Bruce Charlton said...

@Hrothgar - Thanks for your comment.

wrt Bellini - my understanding is that it was written when operatic tenor's in the Bel Canto tradition had what modern listeners would regards as a light, agile voice (capable of coloratura) that blended into falsetto at the top of the range. SO the high notes would be 'floated' out in a sweet, semi-'head voice', rather than sung with volume and a thrilling quality 'from the chest' as a modern tenor would be expected to tackle them (the kind of high note that leads to a standing ovation!).

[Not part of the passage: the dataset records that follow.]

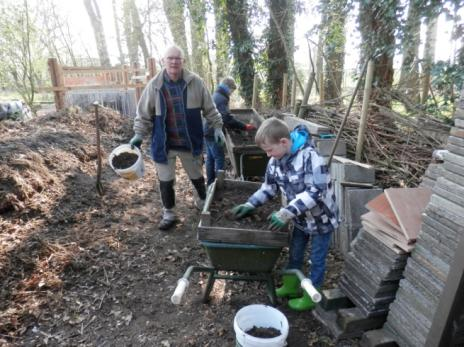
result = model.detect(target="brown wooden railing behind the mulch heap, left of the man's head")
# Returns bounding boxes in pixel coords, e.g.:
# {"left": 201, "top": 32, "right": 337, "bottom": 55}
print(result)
{"left": 46, "top": 58, "right": 156, "bottom": 110}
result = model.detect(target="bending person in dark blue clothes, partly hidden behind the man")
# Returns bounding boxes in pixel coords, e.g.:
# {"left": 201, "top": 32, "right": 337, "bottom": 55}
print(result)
{"left": 205, "top": 77, "right": 256, "bottom": 185}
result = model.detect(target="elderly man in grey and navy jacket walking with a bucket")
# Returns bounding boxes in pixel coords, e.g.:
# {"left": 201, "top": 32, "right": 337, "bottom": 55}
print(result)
{"left": 130, "top": 46, "right": 224, "bottom": 230}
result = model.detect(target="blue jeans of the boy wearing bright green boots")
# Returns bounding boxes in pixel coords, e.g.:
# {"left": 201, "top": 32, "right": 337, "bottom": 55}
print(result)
{"left": 287, "top": 228, "right": 332, "bottom": 288}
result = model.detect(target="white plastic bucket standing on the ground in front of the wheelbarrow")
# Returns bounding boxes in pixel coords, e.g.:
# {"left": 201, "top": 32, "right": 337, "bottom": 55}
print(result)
{"left": 234, "top": 305, "right": 288, "bottom": 347}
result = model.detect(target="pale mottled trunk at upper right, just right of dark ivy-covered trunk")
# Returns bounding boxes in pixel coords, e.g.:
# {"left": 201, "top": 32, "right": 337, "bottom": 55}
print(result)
{"left": 399, "top": 0, "right": 420, "bottom": 101}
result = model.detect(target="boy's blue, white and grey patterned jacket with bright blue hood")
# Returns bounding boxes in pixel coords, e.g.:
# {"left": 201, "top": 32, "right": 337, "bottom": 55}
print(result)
{"left": 248, "top": 125, "right": 339, "bottom": 234}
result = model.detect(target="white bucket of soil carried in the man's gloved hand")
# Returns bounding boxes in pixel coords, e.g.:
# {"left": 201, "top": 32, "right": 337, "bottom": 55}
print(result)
{"left": 108, "top": 144, "right": 145, "bottom": 180}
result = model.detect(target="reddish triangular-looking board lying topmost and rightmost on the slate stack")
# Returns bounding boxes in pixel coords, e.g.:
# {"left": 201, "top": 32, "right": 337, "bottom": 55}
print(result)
{"left": 385, "top": 187, "right": 432, "bottom": 241}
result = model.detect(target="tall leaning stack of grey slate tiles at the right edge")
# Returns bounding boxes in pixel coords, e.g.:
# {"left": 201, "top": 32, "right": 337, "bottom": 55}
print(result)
{"left": 383, "top": 99, "right": 464, "bottom": 346}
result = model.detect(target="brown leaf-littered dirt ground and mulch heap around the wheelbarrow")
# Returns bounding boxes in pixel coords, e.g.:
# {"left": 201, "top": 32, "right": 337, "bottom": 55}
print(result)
{"left": 0, "top": 109, "right": 357, "bottom": 347}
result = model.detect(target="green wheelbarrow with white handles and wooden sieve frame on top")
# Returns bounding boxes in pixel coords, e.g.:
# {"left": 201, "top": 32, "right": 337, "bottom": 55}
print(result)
{"left": 171, "top": 175, "right": 321, "bottom": 305}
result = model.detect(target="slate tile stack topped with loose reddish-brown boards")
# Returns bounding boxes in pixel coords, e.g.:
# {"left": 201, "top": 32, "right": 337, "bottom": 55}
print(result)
{"left": 339, "top": 188, "right": 431, "bottom": 317}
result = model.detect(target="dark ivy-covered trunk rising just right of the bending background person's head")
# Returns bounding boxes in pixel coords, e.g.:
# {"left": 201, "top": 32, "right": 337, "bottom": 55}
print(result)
{"left": 226, "top": 0, "right": 255, "bottom": 105}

SO Bellini would be sung by somebody like Luigi Alva - here singing a famous Rossini with a excellent separation of notes in the runs (although at the cost of some 'aspirates')

Of course, Alva's top notes do not same have the same thrilling quality as a more powerful ('spinto') tenor such as Pavarotti or the like. Pavarotti could, uniquely, sing Bellini's Fille de Regiment or Rossini's William Tell in live perfomance with all the many high notes 'from the chest' - as exhibited in his album King of the High Cs.

But musically-speaking, this was perhaps more a remarkable feat than being as the composer envisaged it, or as musically optimal. A very interesting album calle The Art of Bel Canto used a very light tenor with an extremely flexible voice (he can do a real, controlled trill!) called Richard Conrad to pair with Joan Sutherland and Maryln Horne, and it gives a flavour of how Bel Canto may have sounded (although voices of the quality of Sutherland and Horne must always have been exceedingly rare).